I carabinieri della Compagnia di Carini hanno celebrato la Virgo Fidelis a Cinisi
La Chiesa Madre di Cinisi ha accolto quest’anno la solenne celebrazione della Virgo Fidelis, Patrona dell’Arma dei Carabinieri. Un appuntamento dal forte valore simbolico, che ogni anno unisce memoria, fede e riconoscenza, coincidente con l’84esimo anniversario della Battaglia di Culqualber e con la Giornata dell’Orfano, dedicata ai militari caduti e al sostegno alle loro famiglie.
La Santa Messa è stata officiata dall’Arciprete don Antonio Ortoleva. A fare gli onori di casa, il comandante della compagnia dei carabinieri di Carini Luca Merella che ha accolto gli amministratori di Cinisi, Terrasini, Torretta, Capaci, Isola delle Femmine e Carini, i comandanti delle stazioni locali e i vertici dei comandi di polizia municipale dei comuni del comprensorio ed associazioni militari. Presente anche il deputato regionale capacense Mario Giambona.
La celebrazione della Virgo Fidelis si svolge ogni anno il 21 novembre, anniversario della Battaglia di Culqualber, combattuta nel 1941 in Africa Orientale. Il 1° Battaglione Carabinieri si distinse in un’eroica difesa del caposaldo, con un sacrificio tale da meritare la seconda Medaglia d’Oro al Valor Militare alla Bandiera dell’Arma. Nel 1949, in ricordo di quell’evento, Papa Pio XII conferì alla Vergine Maria il titolo di Patrona dell’Arma dei Carabinieri.

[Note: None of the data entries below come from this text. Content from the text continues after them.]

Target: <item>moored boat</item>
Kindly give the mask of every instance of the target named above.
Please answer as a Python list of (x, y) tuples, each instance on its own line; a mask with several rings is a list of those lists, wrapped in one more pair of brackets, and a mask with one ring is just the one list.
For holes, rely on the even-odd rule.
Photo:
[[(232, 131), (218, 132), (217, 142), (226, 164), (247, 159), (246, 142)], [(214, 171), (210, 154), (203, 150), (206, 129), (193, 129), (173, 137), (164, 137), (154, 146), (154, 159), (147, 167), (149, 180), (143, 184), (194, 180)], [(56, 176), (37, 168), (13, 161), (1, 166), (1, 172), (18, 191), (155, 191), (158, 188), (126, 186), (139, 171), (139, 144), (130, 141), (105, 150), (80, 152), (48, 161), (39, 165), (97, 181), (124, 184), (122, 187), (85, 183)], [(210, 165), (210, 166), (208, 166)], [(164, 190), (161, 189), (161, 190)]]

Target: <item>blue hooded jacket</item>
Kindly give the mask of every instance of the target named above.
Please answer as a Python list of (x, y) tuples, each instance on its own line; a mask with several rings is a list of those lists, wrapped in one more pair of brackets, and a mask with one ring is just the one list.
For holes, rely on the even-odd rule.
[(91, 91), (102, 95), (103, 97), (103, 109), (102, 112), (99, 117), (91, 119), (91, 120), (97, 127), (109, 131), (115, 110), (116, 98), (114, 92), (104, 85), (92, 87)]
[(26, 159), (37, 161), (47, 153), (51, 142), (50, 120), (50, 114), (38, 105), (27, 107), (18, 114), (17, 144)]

In occasione della proclamazione, il Comando Generale bandì un concorso artistico per raffigurare la Patrona: a vincerlo fu lo scultore Giuliano Leopardi, che rappresentò la Vergine nell’atto di leggere, alla luce di una lampada, le parole dell’Apocalisse: “Sii fedele sino alla morte”. Una frase che, per i Carabinieri, continua a essere monito e guida.